Los dos oficiales continuaban manoseándome y mi sorpresa había dado paso al gustito. Arboleda me rodeó con un brazo para poder acariciar mis dos tetillas. «Supongo», les dije, «que tengo que memorizar lo que pone la denuncia para no contradecirla y así lograr que mis papás se la crean. Supongo que ustedes querrán estar presentes, para rescatarme si meto la pata. El señor Jaime quedará fuera de todo. Y… no se ofendan, pero sospecho que, a cambio de hacernos este favor, yo debo retribuirles de alguna forma…»
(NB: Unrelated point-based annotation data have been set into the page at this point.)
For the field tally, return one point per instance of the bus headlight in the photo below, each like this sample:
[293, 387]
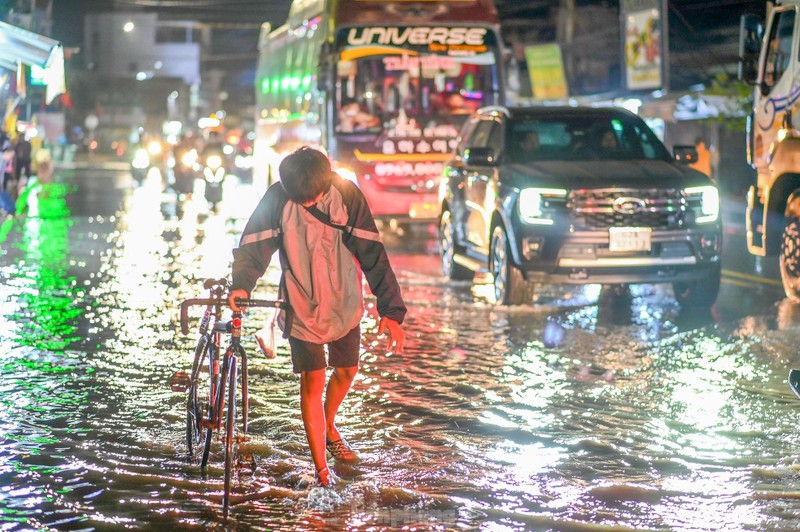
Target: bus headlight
[214, 161]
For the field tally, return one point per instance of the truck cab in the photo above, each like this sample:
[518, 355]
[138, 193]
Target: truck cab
[769, 61]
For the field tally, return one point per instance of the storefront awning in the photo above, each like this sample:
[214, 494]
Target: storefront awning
[20, 46]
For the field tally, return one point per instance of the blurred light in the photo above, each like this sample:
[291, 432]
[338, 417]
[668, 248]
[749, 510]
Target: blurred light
[208, 122]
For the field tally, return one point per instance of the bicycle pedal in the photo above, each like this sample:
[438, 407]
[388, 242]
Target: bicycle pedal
[179, 381]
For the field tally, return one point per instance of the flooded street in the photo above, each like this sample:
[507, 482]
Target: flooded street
[592, 409]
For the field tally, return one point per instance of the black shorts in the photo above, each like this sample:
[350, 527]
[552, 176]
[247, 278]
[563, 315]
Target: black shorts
[342, 353]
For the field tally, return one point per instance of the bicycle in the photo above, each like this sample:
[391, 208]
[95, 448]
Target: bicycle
[205, 404]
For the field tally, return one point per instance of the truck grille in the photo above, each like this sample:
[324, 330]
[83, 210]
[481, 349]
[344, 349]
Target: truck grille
[603, 208]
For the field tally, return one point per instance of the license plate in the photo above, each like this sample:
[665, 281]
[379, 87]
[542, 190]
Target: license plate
[629, 238]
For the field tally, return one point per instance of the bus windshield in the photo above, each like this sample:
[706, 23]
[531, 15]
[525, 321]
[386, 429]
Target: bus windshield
[379, 92]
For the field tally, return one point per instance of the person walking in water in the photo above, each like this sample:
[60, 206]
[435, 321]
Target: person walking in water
[325, 235]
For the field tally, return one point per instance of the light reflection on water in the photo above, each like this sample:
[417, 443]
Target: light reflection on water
[638, 417]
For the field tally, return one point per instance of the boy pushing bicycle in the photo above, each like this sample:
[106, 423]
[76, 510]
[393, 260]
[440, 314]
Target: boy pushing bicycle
[326, 237]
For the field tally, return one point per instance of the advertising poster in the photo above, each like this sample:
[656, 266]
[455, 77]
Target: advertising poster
[546, 70]
[642, 44]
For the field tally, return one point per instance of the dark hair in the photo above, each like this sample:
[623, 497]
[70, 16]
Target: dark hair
[305, 174]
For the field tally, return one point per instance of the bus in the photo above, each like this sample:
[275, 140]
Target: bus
[382, 86]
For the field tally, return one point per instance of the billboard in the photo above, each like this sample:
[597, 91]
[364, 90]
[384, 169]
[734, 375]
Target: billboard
[643, 44]
[546, 70]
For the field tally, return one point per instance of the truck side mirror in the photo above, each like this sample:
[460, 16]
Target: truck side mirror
[685, 154]
[479, 157]
[751, 31]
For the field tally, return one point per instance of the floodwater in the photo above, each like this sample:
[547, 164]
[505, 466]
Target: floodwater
[590, 410]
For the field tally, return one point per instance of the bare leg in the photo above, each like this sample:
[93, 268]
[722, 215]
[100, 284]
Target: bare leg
[312, 383]
[339, 385]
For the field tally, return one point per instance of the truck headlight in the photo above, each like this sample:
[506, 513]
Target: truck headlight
[705, 202]
[535, 204]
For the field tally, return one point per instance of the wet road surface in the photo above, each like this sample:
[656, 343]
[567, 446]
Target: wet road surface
[593, 408]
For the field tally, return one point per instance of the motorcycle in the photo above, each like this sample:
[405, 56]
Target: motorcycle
[185, 171]
[145, 158]
[214, 174]
[140, 164]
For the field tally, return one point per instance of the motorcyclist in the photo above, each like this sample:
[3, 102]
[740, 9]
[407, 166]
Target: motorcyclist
[184, 169]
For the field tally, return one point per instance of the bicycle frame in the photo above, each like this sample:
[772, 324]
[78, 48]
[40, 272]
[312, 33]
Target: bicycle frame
[223, 375]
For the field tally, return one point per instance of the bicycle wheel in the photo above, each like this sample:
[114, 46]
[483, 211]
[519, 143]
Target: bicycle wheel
[230, 437]
[197, 397]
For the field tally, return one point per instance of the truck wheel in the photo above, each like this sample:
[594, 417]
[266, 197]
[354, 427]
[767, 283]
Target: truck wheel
[701, 293]
[510, 288]
[447, 250]
[790, 259]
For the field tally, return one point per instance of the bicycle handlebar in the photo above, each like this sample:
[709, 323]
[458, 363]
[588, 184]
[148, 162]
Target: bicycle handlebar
[196, 302]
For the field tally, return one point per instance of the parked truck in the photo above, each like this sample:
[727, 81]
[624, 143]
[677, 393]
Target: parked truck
[769, 61]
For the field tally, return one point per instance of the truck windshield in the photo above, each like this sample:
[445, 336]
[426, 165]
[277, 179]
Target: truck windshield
[582, 138]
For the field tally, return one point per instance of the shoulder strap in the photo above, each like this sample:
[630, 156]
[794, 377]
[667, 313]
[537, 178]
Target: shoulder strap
[323, 217]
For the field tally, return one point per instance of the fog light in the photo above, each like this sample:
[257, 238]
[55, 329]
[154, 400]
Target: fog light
[532, 247]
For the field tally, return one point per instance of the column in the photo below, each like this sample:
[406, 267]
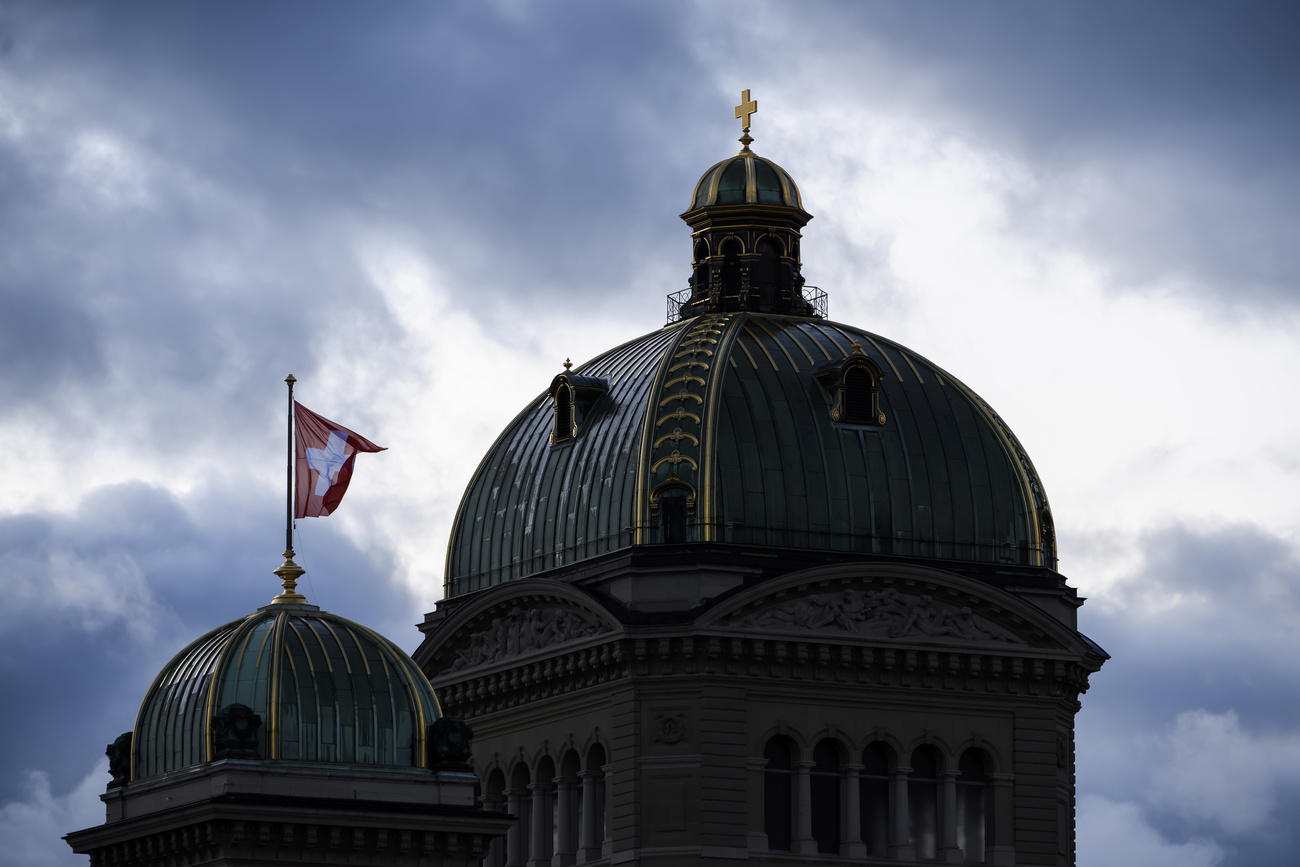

Arboleda se me acercó aún más, para olerme el cabello y la nuca; su respiración caliente me tenía a mil por hora. Jaime tomó la palabra: «Tus viejos vienen mañana por la noche. Están cachando como conejos en un telo de Carabayllo. Tu viejo es mosca, sabe dónde ir para que no le tiren dedo con la firme… solo que yo tengo contactos por todas partes y me entero en segundos de lo que está haciendo. Tanto que ahora mismo…», Jaime sacó de un bolsillo de su pantalón de buzo viejo, sucio y raído un… ¡iPhone 15 Pro Max! Lo acercó a su rostro, entrecerró los ojos, luego alejó el teléfono para volver a acercarlo hasta casi tocarse la nariz. «¡Ta’ mare’; estoy peor que José Feliciano, carajo! Bueno, pa’ que sepas: tus viejos ahora mismo han ido a almorzar y de ahí van a dar una vuelta por algún parque y, luego, a seguir cachando al telo». Guardó su iPhone. «Parece que tu vieja vuelve loco a tu viejo bailándole el el mambo horizontal».


Sentí entre curiosidad y miedo, pues no entendía cómo él podía saber tanto y en tiempo real. Jaime continuó. «Tranquilo, putita; te explico: tu viejo tiene dos guardias de seguridad siempre con él». Montoya, que había intensificado su metida de dedos en mi anito, profirió una carcajada bulliciosa. Arboleda también rio, pero en un quedo tono masculino y con un gesto tierno, de quien no necesita alardear de lo machazo que es… ciertamente, sus suaves caricias en mis tetillas me arrechaban más que el furibundo dedeo de Montoya.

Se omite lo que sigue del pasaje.